Has anyone managed to sign JWT with ES512 algorithm successfully? I have tried to look for libraries to do this but was not successful
I generated my keypair using
openssl ecparam -genkey -name secp521r1 -noout -out ec521-key-pair.pem
openssl ec -in ec521-key-pair.pem -pubout -out ec521-public-key.pem
Tried using yajwt | Hex
private_key = File.read("ec521-key-pair.pem")
opts = %{
alg: "ES512",
key: private_key
}
JWT.sign(
%{
jti: Ecto.UUID.generate(),
iss: "client",
aud: "server",
nbf: DateTime.now!("Etc/UTC") |> DateTime.to_unix(),
iat: DateTime.now!("Etc/UTC") |> DateTime.to_unix(),
exp: (DateTime.now!("Etc/UTC") |> DateTime.to_unix()) + expiry
},
opts
)
Unsuccessful
** (ErlangError) Erlang error: {:badarg, {'pkey.c', 362}, 'Couldn\'t get ECDSA private key'}:
* 4th argument: Couldn't get ECDSA private key
(crypto 5.1.2) crypto.erl:1458: :crypto.sign/5
(yajwt 1.4.1) lib/jwt/algorithm/ecdsa.ex:27: JWT.Algorithm.Ecdsa.sign/3
(yajwt 1.4.1) lib/jwt/jws.ex:42: JWT.Jws.do_sign/3
(yajwt 1.4.1) lib/jwt/jws.ex:21: JWT.Jws.sign/3
.iex.exs:20: Foo.foo/0
iex:1: (file)
I would recommend trying Joken GitHub - joken-elixir/joken: Elixir JWT library
I use it, albeit with a different signing algorithm, but the one you want to use is also supported:
Interface between Joken and JOSE for signing and verifying tokens.
In the future we plan to keep this interface but make it pluggable for other crypto
implementations like using only standard `:crypto` and `:public_key` modules. So,
**avoid** depending on the inner structure of this module.
"""
alias JOSE.{JWK, JWS, JWT}
@hs_algorithms ["HS256", "HS384", "HS512"]
@rs_algorithms ["RS256", "RS384", "RS512"]
@es_algorithms ["ES256", "ES384", "ES512"]
@ps_algorithms ["PS256", "PS384", "PS512"]
@eddsa_algorithms ["Ed25519", "Ed25519ph", "Ed448", "Ed448ph", "EdDSA"]

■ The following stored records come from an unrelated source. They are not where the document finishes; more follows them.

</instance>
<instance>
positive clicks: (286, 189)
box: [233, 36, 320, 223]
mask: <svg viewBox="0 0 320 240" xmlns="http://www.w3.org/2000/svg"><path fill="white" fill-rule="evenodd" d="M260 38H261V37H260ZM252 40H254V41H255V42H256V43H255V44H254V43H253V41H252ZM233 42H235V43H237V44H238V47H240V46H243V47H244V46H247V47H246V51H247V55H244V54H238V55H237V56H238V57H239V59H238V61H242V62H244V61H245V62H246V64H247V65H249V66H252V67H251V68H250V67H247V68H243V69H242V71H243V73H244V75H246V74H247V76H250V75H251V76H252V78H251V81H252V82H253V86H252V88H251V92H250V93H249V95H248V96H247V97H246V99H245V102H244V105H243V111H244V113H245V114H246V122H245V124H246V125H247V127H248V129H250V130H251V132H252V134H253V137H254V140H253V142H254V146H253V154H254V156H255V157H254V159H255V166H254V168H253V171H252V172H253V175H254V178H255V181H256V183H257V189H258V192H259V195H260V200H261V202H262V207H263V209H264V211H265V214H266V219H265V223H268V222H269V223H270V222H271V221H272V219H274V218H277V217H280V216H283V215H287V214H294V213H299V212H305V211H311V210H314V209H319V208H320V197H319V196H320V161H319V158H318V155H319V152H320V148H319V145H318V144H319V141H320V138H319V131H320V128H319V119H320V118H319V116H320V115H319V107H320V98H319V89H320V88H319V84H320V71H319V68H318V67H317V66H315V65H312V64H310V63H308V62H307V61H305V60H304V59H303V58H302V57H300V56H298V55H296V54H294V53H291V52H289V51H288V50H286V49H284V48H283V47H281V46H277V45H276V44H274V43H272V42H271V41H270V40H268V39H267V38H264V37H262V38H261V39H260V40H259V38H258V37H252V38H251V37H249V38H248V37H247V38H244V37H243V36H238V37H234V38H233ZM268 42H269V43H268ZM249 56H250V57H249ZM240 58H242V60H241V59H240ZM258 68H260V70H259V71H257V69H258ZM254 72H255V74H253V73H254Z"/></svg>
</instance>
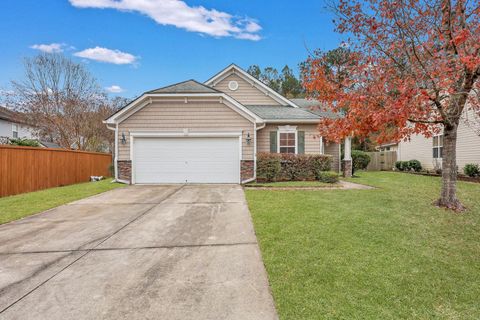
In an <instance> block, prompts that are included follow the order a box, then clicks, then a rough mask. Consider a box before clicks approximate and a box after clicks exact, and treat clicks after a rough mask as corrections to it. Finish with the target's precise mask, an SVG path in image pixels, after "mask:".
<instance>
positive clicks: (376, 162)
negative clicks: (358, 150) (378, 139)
mask: <svg viewBox="0 0 480 320" xmlns="http://www.w3.org/2000/svg"><path fill="white" fill-rule="evenodd" d="M368 154H369V155H370V159H371V160H370V163H369V164H368V167H367V171H382V170H386V171H388V170H392V168H393V167H394V166H395V162H396V161H397V151H379V152H368Z"/></svg>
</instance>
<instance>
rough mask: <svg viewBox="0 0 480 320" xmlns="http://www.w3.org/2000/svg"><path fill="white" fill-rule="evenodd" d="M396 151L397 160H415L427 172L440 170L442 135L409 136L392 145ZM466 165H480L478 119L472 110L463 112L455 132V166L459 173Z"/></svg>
mask: <svg viewBox="0 0 480 320" xmlns="http://www.w3.org/2000/svg"><path fill="white" fill-rule="evenodd" d="M392 148H396V150H397V160H401V161H408V160H412V159H416V160H418V161H420V163H421V164H422V168H424V169H427V170H434V169H441V168H442V154H443V135H442V134H439V135H436V136H434V137H432V138H426V137H425V136H423V135H414V136H411V137H410V139H409V140H408V141H401V142H399V143H398V144H394V145H392ZM467 163H476V164H480V119H479V117H478V116H477V115H476V114H475V113H474V111H473V110H471V109H467V110H464V112H463V114H462V118H461V120H460V124H459V126H458V132H457V166H458V170H459V172H462V171H463V167H465V165H466V164H467Z"/></svg>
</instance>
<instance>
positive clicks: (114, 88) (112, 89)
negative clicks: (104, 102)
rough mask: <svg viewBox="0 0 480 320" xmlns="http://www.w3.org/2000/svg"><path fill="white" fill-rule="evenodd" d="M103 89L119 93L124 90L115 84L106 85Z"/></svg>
mask: <svg viewBox="0 0 480 320" xmlns="http://www.w3.org/2000/svg"><path fill="white" fill-rule="evenodd" d="M105 90H107V91H108V92H110V93H120V92H123V91H125V90H123V88H122V87H120V86H117V85H116V84H114V85H111V86H110V87H106V88H105Z"/></svg>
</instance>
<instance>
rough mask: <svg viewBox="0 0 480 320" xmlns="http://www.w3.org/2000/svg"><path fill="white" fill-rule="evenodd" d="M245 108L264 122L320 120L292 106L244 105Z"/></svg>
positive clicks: (315, 115)
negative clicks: (261, 119) (249, 110)
mask: <svg viewBox="0 0 480 320" xmlns="http://www.w3.org/2000/svg"><path fill="white" fill-rule="evenodd" d="M245 107H246V108H247V109H248V110H250V111H251V112H253V113H255V114H256V115H257V116H259V117H260V118H262V119H265V120H281V119H299V120H301V119H307V120H311V119H320V117H319V116H317V115H316V114H313V113H312V112H309V111H307V110H304V109H300V108H294V107H292V106H269V105H246V106H245Z"/></svg>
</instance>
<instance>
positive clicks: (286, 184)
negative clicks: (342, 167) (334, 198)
mask: <svg viewBox="0 0 480 320" xmlns="http://www.w3.org/2000/svg"><path fill="white" fill-rule="evenodd" d="M245 186H246V187H247V188H248V187H323V188H329V187H331V188H336V187H340V185H339V184H334V183H325V182H320V181H280V182H251V183H248V184H246V185H245Z"/></svg>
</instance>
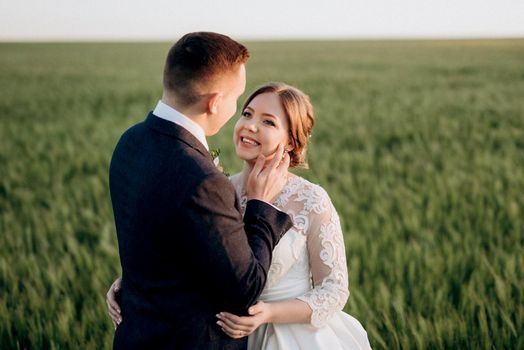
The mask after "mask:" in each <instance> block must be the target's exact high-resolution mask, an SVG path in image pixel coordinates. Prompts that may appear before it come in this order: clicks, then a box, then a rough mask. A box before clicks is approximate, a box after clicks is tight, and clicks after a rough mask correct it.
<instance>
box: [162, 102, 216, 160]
mask: <svg viewBox="0 0 524 350" xmlns="http://www.w3.org/2000/svg"><path fill="white" fill-rule="evenodd" d="M153 114H154V115H156V116H157V117H159V118H162V119H165V120H169V121H170V122H172V123H175V124H177V125H180V126H181V127H183V128H184V129H186V130H187V131H189V132H190V133H191V135H193V136H194V137H196V138H197V140H198V141H200V143H201V144H203V145H204V147H205V148H206V149H207V150H208V151H209V146H208V145H207V141H206V133H205V132H204V129H202V127H201V126H200V125H198V124H197V123H195V122H194V121H192V120H191V119H189V118H188V117H186V116H185V115H183V114H182V113H180V112H179V111H177V110H176V109H174V108H173V107H170V106H168V105H166V104H165V103H164V102H162V101H158V103H157V105H156V107H155V110H154V111H153Z"/></svg>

@map_key_algorithms @rs_algorithms ++ @es_algorithms ++ @ps_algorithms ++ @eddsa_algorithms
@algorithms @hs_algorithms ++ @map_key_algorithms
@typedoc "A key may be an octet or a map with parameters according to JWK (JSON Web Key)"
@type key :: binary() | map()
2 Likes
You need to load and decode the pem. File.read
will just return a tuple. Unfortunately yajwt only has this util function for RSA . If you want to continue using the library the following should work (not tested, but based on the readme example):
[entry] = :public_key.pem_decode(File.read!("ec521-key-pair.pem"))
{:ok, private_key} = :public_key.pem_entry_decode(entry)
There are a lot of JWT libraries as well, the most popular ones being JOSE and Joken as @hubertlepicki mentioned. I even rolled my own with Erlang in Assent (but you def shouldn’t do that ).